The benchmark workflow runs the canonical root docker-compose.yml used by the submission. The compose file allocates 0.42 CPU / 160 MB to each API container and 0.16 CPU / 30 MB to the proxy while keeping the total at 1.00 CPU / 350 MB.

CI/CD Pipeline

Main build flow:

  1. Build amd64 Docker image.
  2. Push immutable ci-${GITHUB_SHA} tag to GHCR.
  3. Start Docker Compose with that exact image.
  4. Clone official Rinha 2026 repo.
  5. Run public test/test.js through k6.
  6. Upload raw benchmark artifacts.
  7. Archive summarized JSON into docs/public/reports.
  8. GitHub Pages deploys the docs site.

The automatic main-branch benchmark runs against the immutable image tag built in the same workflow, not a locally rebuilt image. The canonical submission/runtime shape is root docker-compose.yml: webapi1 on cpuset 0, webapi2 on 1, and standalone lb on 2,3, while Docker resource limits remain active. Manual runs can add a one-core overlay when diagnosing official mismatch, but that stress mode is stricter than the candidate tracking run.

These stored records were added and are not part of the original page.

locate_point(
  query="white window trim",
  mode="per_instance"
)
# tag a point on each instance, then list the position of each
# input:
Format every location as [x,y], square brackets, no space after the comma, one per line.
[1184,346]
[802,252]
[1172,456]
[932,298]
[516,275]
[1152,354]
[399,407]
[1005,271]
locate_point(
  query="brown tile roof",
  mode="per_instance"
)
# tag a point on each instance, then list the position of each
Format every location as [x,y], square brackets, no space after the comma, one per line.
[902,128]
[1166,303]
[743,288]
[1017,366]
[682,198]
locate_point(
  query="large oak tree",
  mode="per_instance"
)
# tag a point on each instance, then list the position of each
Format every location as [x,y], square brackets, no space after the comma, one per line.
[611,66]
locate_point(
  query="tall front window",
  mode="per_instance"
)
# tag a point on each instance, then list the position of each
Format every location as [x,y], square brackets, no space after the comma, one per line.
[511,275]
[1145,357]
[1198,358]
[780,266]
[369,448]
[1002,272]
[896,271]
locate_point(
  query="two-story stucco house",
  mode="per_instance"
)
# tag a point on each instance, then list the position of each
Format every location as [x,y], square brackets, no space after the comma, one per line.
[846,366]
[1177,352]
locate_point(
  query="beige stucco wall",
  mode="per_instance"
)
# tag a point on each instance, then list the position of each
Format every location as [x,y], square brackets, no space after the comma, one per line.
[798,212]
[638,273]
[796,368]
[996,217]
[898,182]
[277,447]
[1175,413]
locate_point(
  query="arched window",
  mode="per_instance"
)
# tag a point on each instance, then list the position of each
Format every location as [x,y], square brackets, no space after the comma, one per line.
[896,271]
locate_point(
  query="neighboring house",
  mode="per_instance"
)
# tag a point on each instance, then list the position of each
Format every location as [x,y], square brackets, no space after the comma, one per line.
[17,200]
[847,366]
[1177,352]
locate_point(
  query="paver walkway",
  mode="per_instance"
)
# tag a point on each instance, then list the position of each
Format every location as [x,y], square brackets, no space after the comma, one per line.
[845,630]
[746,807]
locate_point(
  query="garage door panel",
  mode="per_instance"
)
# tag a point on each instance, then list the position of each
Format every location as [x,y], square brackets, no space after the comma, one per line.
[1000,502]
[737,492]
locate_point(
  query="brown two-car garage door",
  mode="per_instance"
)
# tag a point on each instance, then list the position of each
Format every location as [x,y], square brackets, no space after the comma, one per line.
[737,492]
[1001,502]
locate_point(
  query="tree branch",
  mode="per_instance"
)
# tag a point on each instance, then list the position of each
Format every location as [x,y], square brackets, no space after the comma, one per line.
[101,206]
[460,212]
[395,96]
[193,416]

The build workflow also archives an official-calibrated run after the normal candidate run. That lane can override service CPU quotas to screen splits such as api=0.40 and proxy=0.20. It is a prediction/screening signal only; the candidate/submission compose remains the source for official testing.

Manual Official-like Benchmark runs can archive experiment reports too. For IVF, dispatch with report_kind=experiment, IVF_FAST_NPROBE=1, IVF_FULL_NPROBE=1, bbox repair on, IVF_BOUNDARY_FULL=false, repair fraud range 0..5, and the IVF_SCALE value under test.

Manual contention knobs:

  • benchmark_stack_cpuset=0: pin the standalone LB and WebApi containers to one host CPU.
  • benchmark_k6_cpuset=0: also pin k6 to that CPU. Use only when diagnosing host contention; it is intentionally harsher than normal candidate tracking.
  • benchmark_api_cpus and benchmark_proxy_cpus: override service CPU quotas for calibrated or split-screening runs, for example 0.40 and 0.20.
  • benchmark_repetitions: run k6 multiple times and archive the median-p99 result, with raw repetition files uploaded as artifacts.

Report files

FilePurpose
latest.jsonlatest benchmark result
latest-candidate.jsonlatest default submission-stack result
latest-calibrated.jsonlatest official-calibrated prediction run
latest-experiment.jsonlatest non-default experiment result
index.jsonsorted benchmark history
rinha-benchmark-*.jsonimmutable benchmark records
rinha-benchmark-*.htmlk6 HTML reports when generated

Uploaded workflow artifacts also include docker-state-*.txt with Docker limits, cpuset, memory, and cgroup counters captured before and after k6. Use those files to confirm which cpuset mode the run used.

The report archive commit is docs-only. The build workflow ignores docs/**, so report commits do not trigger a new benchmark loop.

When benchmark reports change, the build workflow triggers the Pages workflow so /reports/ refreshes without manual action. The manual benchmark workflow does the same refresh after archiving a report.